İNTİSÂB VE BEY'AT NEDİR?
TARİKATTA İNTİSÂB VE BEYÂT MESELELERİ
İntisâb, inabe ve bey'at kavramlarını açıklar mısınız? Aralarındaki fark nedir? İnâbe alan ve intisâb eden kişi bey'at etmiş olur mu?
İntisâb: Bir kimse veya guruba mensup olmak, aralarına katılmak ve şeyhe bağlanmak anlamına kullanılır. İntisâb edene müntesib denir. Müntesib, muhib (sempatizan)'dan bir ileri derecedir. Kişi intisâbla bağlandığı kişiyi kendinin mihveri olarak görür.

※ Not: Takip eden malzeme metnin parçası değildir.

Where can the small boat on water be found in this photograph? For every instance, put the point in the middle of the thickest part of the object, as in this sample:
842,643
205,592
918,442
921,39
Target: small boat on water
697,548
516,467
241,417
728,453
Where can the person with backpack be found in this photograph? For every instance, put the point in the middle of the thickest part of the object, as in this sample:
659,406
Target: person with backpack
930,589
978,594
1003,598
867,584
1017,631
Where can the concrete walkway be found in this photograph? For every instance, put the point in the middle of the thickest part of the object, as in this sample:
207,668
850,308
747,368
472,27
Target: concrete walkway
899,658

İnâbe: Genellikle işlenen günahlardan pişmanlık duyup Allah'a dönmek, halktan Hakk'a yönelmek anlamında kullanılan bir kavramdır. Tevbenin bir ileri derecesidir. Tevbe insanın görünür günahlarından kaçması, inâbe içindeki kusurlarından kaçıp Allah'a dönmesidir. İnâbe aynı zamanda el alma ve şeyhe bağlanma anlamına da kullanılır. Şeyhten el alma işleminde önce tevbe yapıldığından şeyhe intisâb için inâbe kavramı da kullanılır olmuştur.

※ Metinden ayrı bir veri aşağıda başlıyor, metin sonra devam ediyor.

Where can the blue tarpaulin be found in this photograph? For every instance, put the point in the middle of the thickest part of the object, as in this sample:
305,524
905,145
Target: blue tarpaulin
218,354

Bey'at: Lügatte satmak ve satış muamelesi demektir. Tasavvufta tâlib denilen mürid adayının şeyhe ve onun vereceği emirlere bağlı kalacağına, mal satan insanların elele tutuşması gibi bir musâfaha ile şeyhe söz vermesidir. Bey'atin temeli, Hz. Peygamber (s.a.v)'in İslâm'a girmek isteyenlerden, cihâd ve hicret gibi önemli faaliyetlere katılacak olanlardan söz almasıdır. Nitekim Kur'an'da Hudeybiye'de bey'at eden sahâbîler övülmekte, onların Allah Rasûlü'ne olan bey'atleri, Allah'a yapılmış sayılmaktadır”.( el-Feth, 10)
Tasavvuf kavramı olarak bey'at, intisâb ve inâbenin birbirinden farkı yoktur. Ancak bu soruda intisâb ve bey'atle siyâsî otoriteyi temsil eden halife, devlet başkanı ve devrin imamına yapılması emredilen bey'at kasdediliyorsa o zaman durum farklıdır. Bu bey'at, onun yerine geçmez. Çünkü siyâsî otorite ile ilmî veya manevî otorite birbirine denk değildir. Biri diğerinin yerine kaim olamaz.

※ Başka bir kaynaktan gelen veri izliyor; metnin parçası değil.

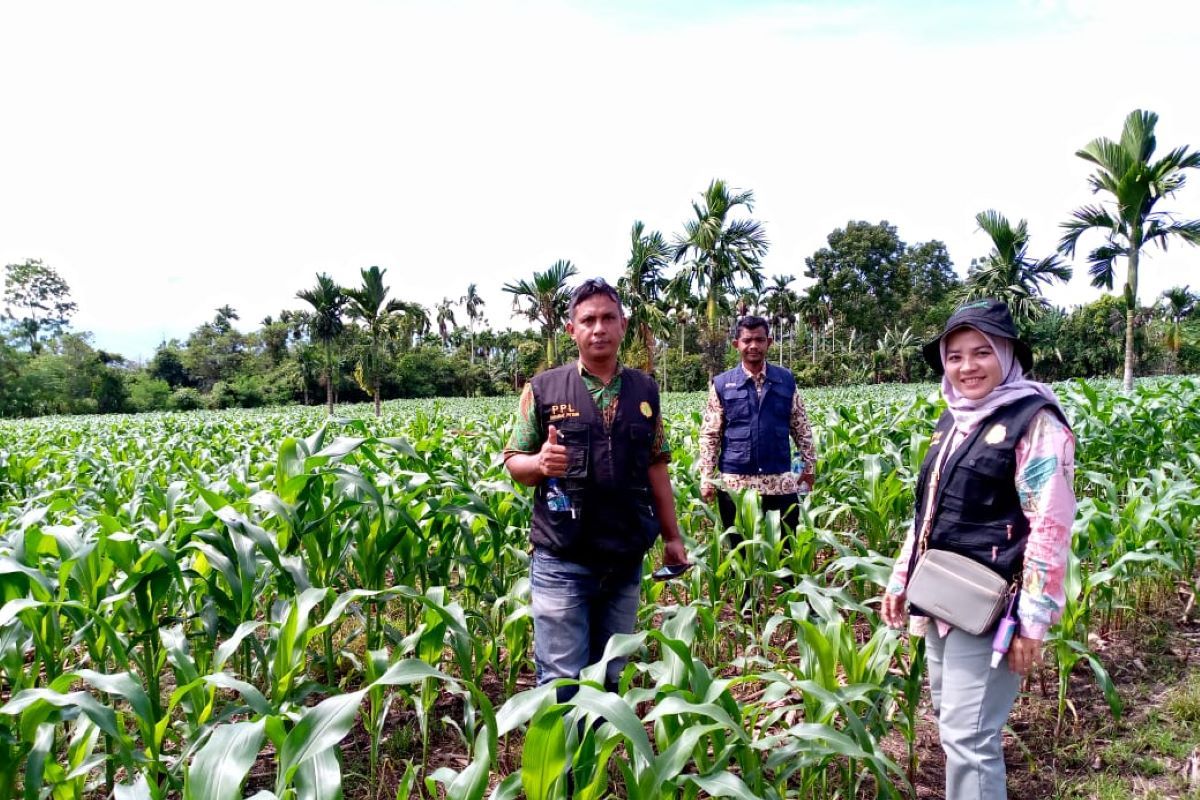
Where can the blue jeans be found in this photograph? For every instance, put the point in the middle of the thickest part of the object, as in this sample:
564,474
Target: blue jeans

İntisâb etmekle kurtulunur mu? "Senin adına her şeyi efendi yapar; ilme ve amele ne gerek var" anlayışı doğru mu?
İslâm'da kişilerin değerlendirilmesi amel ve fiille, fiillerin değerlendirmesi ise niyyetledir. Herkes niyyeti kadar ecir ve sevab alır. İslâm'da birinin günahı sebebiyle bir başkası hesaba çekilemediği gibi, bir başkasının yaptığı amelin, diğerine faydası olmaz. Bu iki durum Kur'an nassı ile sabittir. Nitekim: "Hiçbir günahkâr başkasının günah yükünü üstlenmez."(en-Necm, 38)âyeti hiç kimsenin kimsenin günahını yüklenmeyeceğini; devamındaki "İnsan için kendi çalışmasından başka birşey yoktur. Ve çalışması da ilerde görülecektir.”(en-Necm, 39-40)âyeti ise herkesin ancak kendi yaptığıyla karşılaşacağını; "Kim zerre miktarı hayır işlemişse onu, kimde zerre miktarı şer işlemişse onu görecektir."( ez-Zilzâl, 8-9) âyeti de her amelin mutlaka değerlendirileceğini göstermektedir. Bu âyetler ışığında konuya bakıldığı zanlan kimsenin amelinin kimseye gitmeyeceği ve herkesten kendi amelinin beklendiği ortaya çıkmaktadır. Binâenaleyh insanın intisâb etmesi bir bilinç ve şuur sürecinin başlaması ve buna bağlı olarak amellerde duyarlılık anlayışının devreye girmesi demektir. İntisabın kurtuluşa vesile olan tarafı bu süreci başlatmış olmasıdır. Böyle bir süreci başlatmak yerine, kişiyi ilim ve amelden alıkoyacak bir intisâb anlayışı elbette yanlıştır. Ancak bu ifâdeler eğer kişinin kendi ilim ve amelini küçük görmesi ve mürşidinin ilim ve ameline değer vermesi anlamında kullanılmışsa o zaman başka. Ama bu haliyle, bu ifâdelerin gerçek tasavvufla irtibatı sözkonusu olamaz.
Günümüzde mürid, mürşidinin yüzünü görmeden tarikata giriyor. Eskiden mürid, mürşidinin dizidibinde, ondan feyz alarak yetiştiyordu. Bugünle dün arasındaki farklar nedir? Aynı sonuç alınabilir mi?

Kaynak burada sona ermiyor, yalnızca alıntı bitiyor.